Data Driven Models of Blockage Likelihood in the Wastewater Network
Bailey, James Richard
Thesis or dissertation
University of Exeter
Blockages are a major problem for Water and Sewerage Companies (WaSCs), impacting on customers and the environment through flooding and pollution incidents. Proactive maintenance aims to reduce this impact by identifying issues and clearing them before there is any impact. Given the large size of the networks, accurate predictions of blockage likelihood are required for this maintenance to be cost-effective. Data mining has the potential to provide these predictions by finding patterns in large datasets. This work presents the novel application of these techniques to the datasets on incidents and assets covering the whole region of a WaSC. The work also contributes an investigation of an input feature formed from a sewer's blockage history and application to real-world data of the techniques decision trees and ensembles methods. Initially, decision trees were used to produce models at a sewer and area level. General models for the network and for the different causes of blockages were developed. The models are of reasonable accuracy, give a blockage likelihood output and understanding of the important variables relating to blockages.
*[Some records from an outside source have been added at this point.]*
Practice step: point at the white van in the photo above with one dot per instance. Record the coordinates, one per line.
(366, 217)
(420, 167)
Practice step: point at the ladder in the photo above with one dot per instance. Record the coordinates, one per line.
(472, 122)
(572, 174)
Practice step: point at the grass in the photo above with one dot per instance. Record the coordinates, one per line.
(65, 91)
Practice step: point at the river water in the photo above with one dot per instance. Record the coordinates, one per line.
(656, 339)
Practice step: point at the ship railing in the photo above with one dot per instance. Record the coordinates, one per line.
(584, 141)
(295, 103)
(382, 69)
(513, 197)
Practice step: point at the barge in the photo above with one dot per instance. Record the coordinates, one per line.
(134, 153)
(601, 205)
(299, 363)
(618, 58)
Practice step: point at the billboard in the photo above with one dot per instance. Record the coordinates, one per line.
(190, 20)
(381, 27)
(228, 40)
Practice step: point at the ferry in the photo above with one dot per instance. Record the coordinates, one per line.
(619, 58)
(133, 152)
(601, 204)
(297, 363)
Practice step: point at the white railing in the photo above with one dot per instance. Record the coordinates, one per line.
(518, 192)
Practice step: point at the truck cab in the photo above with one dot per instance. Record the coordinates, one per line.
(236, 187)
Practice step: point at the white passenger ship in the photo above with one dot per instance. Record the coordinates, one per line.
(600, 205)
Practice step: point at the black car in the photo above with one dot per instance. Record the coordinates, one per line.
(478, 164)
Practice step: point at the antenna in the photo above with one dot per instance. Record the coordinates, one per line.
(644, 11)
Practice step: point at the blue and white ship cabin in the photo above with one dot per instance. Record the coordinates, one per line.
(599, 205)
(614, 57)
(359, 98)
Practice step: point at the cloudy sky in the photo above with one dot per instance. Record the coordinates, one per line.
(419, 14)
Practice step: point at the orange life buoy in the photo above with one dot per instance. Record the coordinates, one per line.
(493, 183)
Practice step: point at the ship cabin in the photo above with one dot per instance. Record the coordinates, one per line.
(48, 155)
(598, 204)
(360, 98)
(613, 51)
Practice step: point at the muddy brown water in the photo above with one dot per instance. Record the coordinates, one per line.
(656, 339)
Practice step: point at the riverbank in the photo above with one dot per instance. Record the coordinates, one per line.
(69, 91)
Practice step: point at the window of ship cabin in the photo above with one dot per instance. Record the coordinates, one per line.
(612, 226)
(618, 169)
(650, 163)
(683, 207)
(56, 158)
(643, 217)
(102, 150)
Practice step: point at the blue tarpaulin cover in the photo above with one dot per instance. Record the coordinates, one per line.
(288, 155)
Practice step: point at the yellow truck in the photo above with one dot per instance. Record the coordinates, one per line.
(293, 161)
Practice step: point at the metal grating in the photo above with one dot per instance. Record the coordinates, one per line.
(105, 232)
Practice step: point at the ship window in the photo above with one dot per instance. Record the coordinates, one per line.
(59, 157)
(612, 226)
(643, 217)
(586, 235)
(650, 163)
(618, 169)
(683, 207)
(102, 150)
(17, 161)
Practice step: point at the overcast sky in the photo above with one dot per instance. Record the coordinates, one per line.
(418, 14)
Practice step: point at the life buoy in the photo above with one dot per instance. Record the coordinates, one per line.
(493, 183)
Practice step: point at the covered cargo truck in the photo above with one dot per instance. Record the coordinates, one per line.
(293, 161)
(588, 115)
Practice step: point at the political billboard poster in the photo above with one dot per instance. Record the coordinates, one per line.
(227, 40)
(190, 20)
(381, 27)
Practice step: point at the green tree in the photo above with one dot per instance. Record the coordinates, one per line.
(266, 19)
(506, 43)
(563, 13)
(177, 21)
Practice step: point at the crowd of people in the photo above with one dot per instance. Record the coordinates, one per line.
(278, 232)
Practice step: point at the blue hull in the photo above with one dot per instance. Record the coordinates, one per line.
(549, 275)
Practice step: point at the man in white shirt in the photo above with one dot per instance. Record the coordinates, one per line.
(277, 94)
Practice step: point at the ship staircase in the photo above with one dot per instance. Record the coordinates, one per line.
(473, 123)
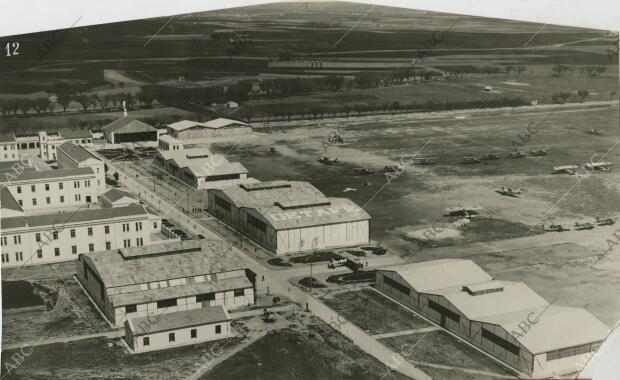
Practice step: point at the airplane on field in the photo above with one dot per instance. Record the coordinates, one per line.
(509, 192)
(583, 226)
(424, 161)
(602, 166)
(471, 160)
(605, 221)
(594, 131)
(466, 212)
(517, 154)
(568, 169)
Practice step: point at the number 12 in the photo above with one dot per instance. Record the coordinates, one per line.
(15, 46)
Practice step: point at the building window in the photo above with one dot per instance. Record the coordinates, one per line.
(503, 343)
(166, 303)
(222, 203)
(131, 309)
(256, 223)
(444, 311)
(396, 285)
(572, 351)
(205, 297)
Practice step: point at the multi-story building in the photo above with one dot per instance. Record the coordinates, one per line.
(41, 190)
(48, 143)
(70, 155)
(51, 238)
(8, 148)
(165, 278)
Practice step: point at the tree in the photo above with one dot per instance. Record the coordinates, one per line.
(84, 101)
(583, 94)
(40, 104)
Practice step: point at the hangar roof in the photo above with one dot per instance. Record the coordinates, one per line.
(554, 329)
(128, 124)
(440, 274)
(158, 262)
(179, 319)
(212, 124)
(201, 162)
(76, 152)
(514, 296)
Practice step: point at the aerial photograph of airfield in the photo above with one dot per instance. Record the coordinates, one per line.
(322, 190)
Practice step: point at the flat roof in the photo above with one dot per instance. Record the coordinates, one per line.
(128, 125)
(7, 138)
(439, 274)
(70, 134)
(170, 260)
(178, 291)
(30, 175)
(115, 194)
(76, 152)
(78, 216)
(179, 319)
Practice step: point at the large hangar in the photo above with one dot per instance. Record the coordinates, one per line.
(290, 216)
(506, 319)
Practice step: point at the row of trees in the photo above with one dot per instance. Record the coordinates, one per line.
(44, 105)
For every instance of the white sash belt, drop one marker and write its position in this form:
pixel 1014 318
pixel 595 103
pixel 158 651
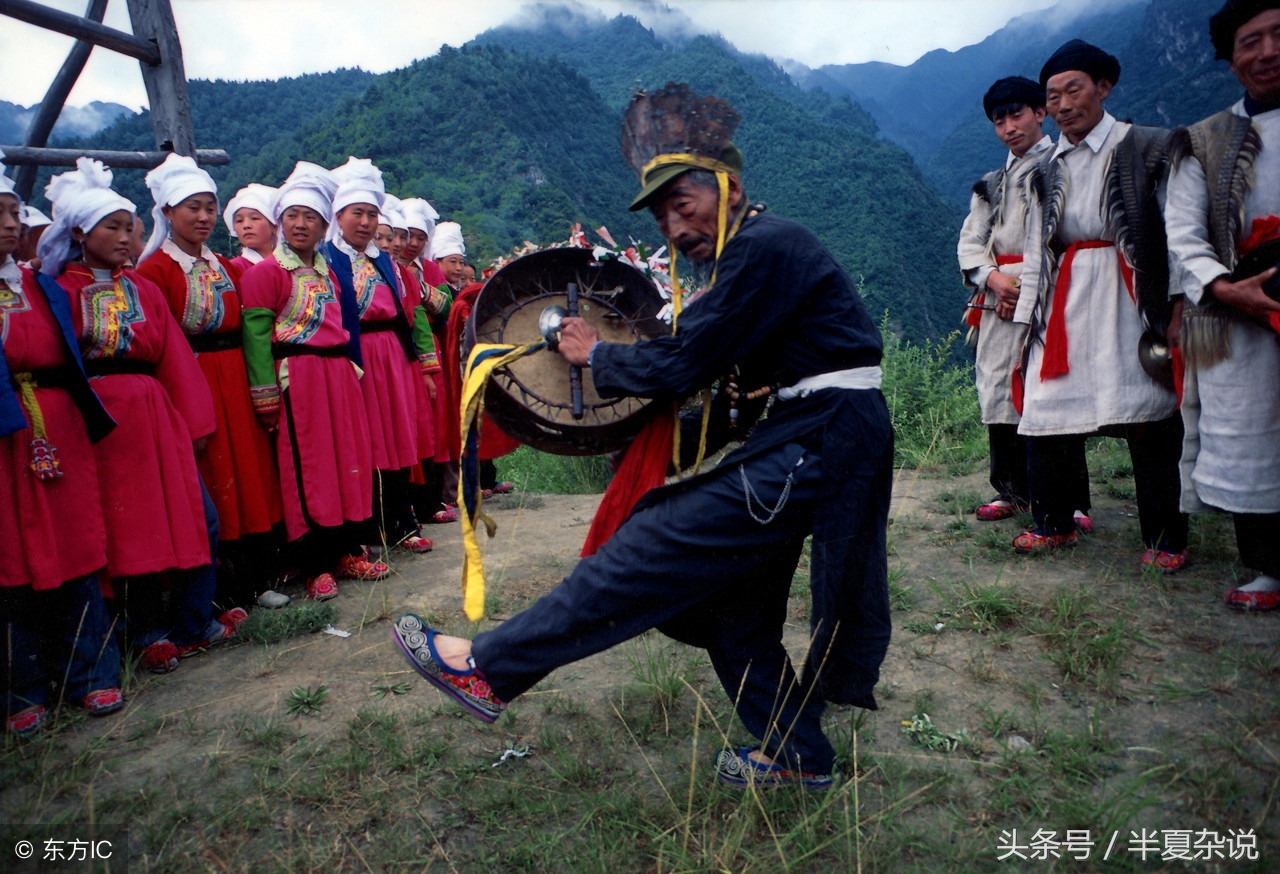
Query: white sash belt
pixel 854 378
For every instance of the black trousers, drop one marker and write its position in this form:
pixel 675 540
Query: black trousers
pixel 1257 536
pixel 1054 476
pixel 696 562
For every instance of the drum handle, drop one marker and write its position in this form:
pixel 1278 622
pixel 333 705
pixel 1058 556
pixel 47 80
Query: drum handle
pixel 575 373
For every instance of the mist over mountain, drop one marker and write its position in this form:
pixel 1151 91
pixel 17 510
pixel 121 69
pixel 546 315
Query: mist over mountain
pixel 73 122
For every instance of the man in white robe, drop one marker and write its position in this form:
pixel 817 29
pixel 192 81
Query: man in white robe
pixel 1224 232
pixel 1100 278
pixel 990 252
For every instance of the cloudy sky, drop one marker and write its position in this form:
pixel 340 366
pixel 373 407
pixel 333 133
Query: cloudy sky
pixel 273 39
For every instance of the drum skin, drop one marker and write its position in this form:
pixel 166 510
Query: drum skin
pixel 530 398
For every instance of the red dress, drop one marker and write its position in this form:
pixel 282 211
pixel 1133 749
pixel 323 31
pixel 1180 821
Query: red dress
pixel 150 489
pixel 238 466
pixel 50 530
pixel 321 448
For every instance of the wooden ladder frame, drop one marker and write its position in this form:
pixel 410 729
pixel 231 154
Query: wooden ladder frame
pixel 154 44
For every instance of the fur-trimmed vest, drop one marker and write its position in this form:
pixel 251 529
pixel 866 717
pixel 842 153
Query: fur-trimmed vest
pixel 1130 211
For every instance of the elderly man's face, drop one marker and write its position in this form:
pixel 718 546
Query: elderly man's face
pixel 1075 103
pixel 688 214
pixel 1256 55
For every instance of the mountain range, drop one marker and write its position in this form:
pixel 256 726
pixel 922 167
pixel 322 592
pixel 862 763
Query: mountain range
pixel 515 135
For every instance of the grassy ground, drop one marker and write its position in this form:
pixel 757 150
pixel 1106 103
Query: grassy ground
pixel 1069 694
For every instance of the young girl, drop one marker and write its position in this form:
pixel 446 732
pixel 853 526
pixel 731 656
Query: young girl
pixel 302 351
pixel 385 344
pixel 158 517
pixel 237 466
pixel 53 619
pixel 247 218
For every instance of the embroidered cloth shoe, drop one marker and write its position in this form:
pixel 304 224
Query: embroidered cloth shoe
pixel 1165 562
pixel 467 687
pixel 1239 599
pixel 103 701
pixel 160 657
pixel 321 587
pixel 996 509
pixel 219 631
pixel 353 567
pixel 416 543
pixel 28 721
pixel 1034 541
pixel 739 768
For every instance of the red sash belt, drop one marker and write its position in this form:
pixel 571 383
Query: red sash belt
pixel 1055 362
pixel 973 317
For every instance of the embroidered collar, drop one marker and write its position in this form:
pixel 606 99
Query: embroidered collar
pixel 350 251
pixel 289 260
pixel 1097 136
pixel 187 261
pixel 1041 145
pixel 10 271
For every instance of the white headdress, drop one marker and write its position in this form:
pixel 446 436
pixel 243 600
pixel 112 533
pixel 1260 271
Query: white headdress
pixel 170 183
pixel 447 241
pixel 310 186
pixel 81 198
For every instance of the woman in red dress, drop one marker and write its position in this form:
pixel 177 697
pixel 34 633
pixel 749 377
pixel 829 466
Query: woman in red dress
pixel 302 352
pixel 158 516
pixel 237 465
pixel 53 618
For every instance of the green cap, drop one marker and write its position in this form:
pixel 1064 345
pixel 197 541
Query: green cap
pixel 659 175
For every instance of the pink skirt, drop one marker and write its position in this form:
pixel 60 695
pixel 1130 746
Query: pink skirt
pixel 327 475
pixel 391 401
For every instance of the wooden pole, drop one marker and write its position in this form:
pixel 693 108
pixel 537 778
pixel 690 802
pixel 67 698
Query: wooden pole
pixel 26 156
pixel 51 106
pixel 62 22
pixel 167 81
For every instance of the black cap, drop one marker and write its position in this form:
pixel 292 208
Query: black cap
pixel 1011 91
pixel 1080 55
pixel 1230 18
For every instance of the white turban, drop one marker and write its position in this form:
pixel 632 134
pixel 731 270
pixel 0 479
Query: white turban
pixel 393 214
pixel 310 186
pixel 81 198
pixel 359 182
pixel 33 218
pixel 420 215
pixel 170 183
pixel 254 196
pixel 447 241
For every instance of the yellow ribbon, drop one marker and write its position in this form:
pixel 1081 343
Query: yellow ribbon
pixel 472 408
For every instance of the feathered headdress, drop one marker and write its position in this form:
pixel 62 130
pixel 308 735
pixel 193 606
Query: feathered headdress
pixel 672 131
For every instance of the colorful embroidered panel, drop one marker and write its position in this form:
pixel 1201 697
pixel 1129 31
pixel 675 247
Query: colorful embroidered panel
pixel 304 314
pixel 109 311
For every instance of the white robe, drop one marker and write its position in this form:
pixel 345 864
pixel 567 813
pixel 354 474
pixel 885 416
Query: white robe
pixel 1106 384
pixel 999 342
pixel 1232 410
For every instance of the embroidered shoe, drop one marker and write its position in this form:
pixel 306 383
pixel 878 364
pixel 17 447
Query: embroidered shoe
pixel 353 567
pixel 467 687
pixel 160 657
pixel 995 511
pixel 416 543
pixel 1034 541
pixel 1165 562
pixel 28 721
pixel 1238 599
pixel 103 701
pixel 321 587
pixel 444 516
pixel 1083 524
pixel 737 768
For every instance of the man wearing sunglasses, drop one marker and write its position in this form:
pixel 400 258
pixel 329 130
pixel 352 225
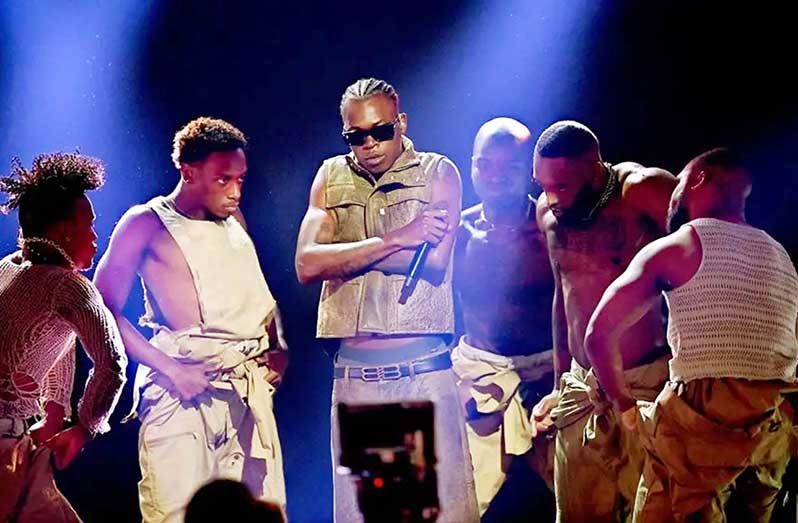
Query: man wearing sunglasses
pixel 369 213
The sewer level models had improved area under the ROC curve (AUC) and gave greater spatial resolution than the area level models. Therefore these were developed using both ensemble techniques and experiments which evaluated the effect of an input feature based on a sewer's blockage history. The historical input feature improved performance, particularly for those sewers most likely to be proactively maintained. Finally, the best performing models were validated using a further dataset of incidents and survey results. The model outputs combined with the historical blockage rate showed good performance for both blockages and flooding incidents on the unseen dataset. Overall, decision trees gave accurate models on this real-world data and informed which factors influence blockages. Good accuracy was achieved using models including the sewer characteristics, property information and blockage history. These outputs, validated using the further dataset of incidents, demonstrate the performance of these data mining techniques on real-world data.